Update: At today’s court hearing, the parties reached an agreement that will allow the senior midshipmen on the soccer team to participate in graduation and events leading up to graduation (the boat for tonight’s senior cruise is being held at the dock to give them time to get from the courthouse to the dock). The midshipmen will not receive their diplomas or licenses at graduation pending the investigation and/or the next court hearing, which is set for July 6.
For the past week, I’ve been receiving texts, IM’s, emails and phone calls about the status of the soccer team. I’ve deliberately not weighed in on the issue and thought it might be helpful to explain why.
There is very little information known about an alleged incident involving the soccer team. What we know for certain is what was released in an email from Superintendent Helis to the midshipmen yesterday:
“The Office of the Inspector General (OIG) of the U.S. Department of Transportation has informed me that upperclassmen on the Academy men’s soccer team are under investigation. Accordingly, I am suspending the men’s soccer program pending resolution of the matters under investigation.”
The rumor mill is going crazy due to the lack of information. Here’s what I’ve been able to piece together that seems to be reasonably accepted as accurate:
- There was allegedly an incident on a soccer team bus in September 2016.
- The incident allegedly involved seven first class midshipmen and a plebe.
- Some Academy officials were aware in fall of 2016 that there were allegations of some sort of an incident.
- On June 2, 2017, some of the seven first class midshipmen (possibly all) were given letters telling them that they would not be permitted to graduate while the incident was under investigation.
Here’s what we don’t know:
- The nature of the incident. I’ve heard rumors ranging from minor, non-sexual misconduct to far more serious misconduct that would fall well within the range of the Academy’s definition of sexual assault or sexual harassment. We don’t know.
- When was the full nature of the incident reported? Remember that a plebe in September of 2016 is still in a very new environment and on unsure footing. Reluctance to report or to describe everything that occurred would be natural. Remember too that if the incident had a sexual component, victims of SASH, especially male victims of SASH from other males, are often initially reluctant to report what happened. Was there an initial complaint made with the complainant unwilling to reveal all of the details? Was a complaint delayed due to the factors described above? Since we don’t even know what the nature of the incident was, we obviously don’t have the answers to such questions.
Now let’s put this in perspective. First, the incident is being investigated by the professionals of the Office of Inspector General rather than the usual, untrusted, suspects in the Academy leadership chain of command. Often, the OIG will issue a report at the conclusion of an investigation. Although due to privacy issues, we can only expect to see a redacted report or perhaps even only a summary, there should nevertheless be far more transparency than we are used to seeing from an investigation conducted by the current Academy leadership.

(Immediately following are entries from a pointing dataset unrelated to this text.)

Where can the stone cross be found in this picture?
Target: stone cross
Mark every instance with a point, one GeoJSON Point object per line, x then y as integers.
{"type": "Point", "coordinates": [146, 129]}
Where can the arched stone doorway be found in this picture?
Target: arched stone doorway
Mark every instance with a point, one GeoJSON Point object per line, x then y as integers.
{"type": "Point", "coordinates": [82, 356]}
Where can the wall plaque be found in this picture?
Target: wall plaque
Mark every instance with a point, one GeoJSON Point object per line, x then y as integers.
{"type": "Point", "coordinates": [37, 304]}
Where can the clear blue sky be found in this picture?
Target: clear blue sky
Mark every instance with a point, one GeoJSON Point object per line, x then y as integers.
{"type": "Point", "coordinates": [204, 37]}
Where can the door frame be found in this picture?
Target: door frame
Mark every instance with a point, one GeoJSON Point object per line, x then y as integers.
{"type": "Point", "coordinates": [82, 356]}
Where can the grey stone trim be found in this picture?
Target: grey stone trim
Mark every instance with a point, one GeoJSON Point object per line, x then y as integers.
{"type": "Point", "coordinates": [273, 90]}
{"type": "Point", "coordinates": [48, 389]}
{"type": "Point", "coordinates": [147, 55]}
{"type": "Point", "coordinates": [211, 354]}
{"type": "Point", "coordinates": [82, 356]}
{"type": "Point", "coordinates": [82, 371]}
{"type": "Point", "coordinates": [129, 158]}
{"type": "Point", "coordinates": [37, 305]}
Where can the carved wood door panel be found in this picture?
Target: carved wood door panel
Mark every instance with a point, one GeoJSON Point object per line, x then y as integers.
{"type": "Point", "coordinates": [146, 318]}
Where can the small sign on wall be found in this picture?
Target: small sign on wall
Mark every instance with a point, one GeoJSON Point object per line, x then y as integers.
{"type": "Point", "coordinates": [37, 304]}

Second, while the suspension of the soccer team and the delayed graduation of midshipmen is of great importance to members of the team and the accused midshipmen, it does not compare to the gravity of the sea year
stand down cancellation that destroyed a core component of the Academy’s curriculum. Termination of a varsity sport does not threaten the careers and future of the entire Regiment of Midshipmen.
Both of the above factors counsel in favor of letting the investigation take its course and seeing what it reveals. All stakeholders should support a proper investigation.** If it turns out that there was misconduct, then that needs to be dealt with in accordance with the Midshipmen Regulations and, if appropriate, the law.
The fact that I am advocating a wait-and-see attitude does not mean that I do not see concerns and questions that need to be addressed. I intend to follow this investigation and will follow up with questions that are not answered. Key questions I have at this point:
- When was this incident reported to the Academy administration and why did it take until two weeks before graduation to take action?
- What is the justification for suspending the soccer team while the investigation is pending? Normally, except where there is evidence of a serious ongoing situation, one waits for the conclusion of an investigation before taking punitive action.
- Will the imposition of a suspension prior to the completion of an investigation discourage future reporting of incidents? Helis has stated that there has been a reluctance on the part of midshipmen to report incidents of SASH. But, if a midshipmen encounters SASH in a sport that he or she participates in, won’t fear that reporting the incident will lead to a suspension of the team discourage reporting (particularly since sports are a key way that midshipmen use to temporarily escape from the regimented life at the Academy)?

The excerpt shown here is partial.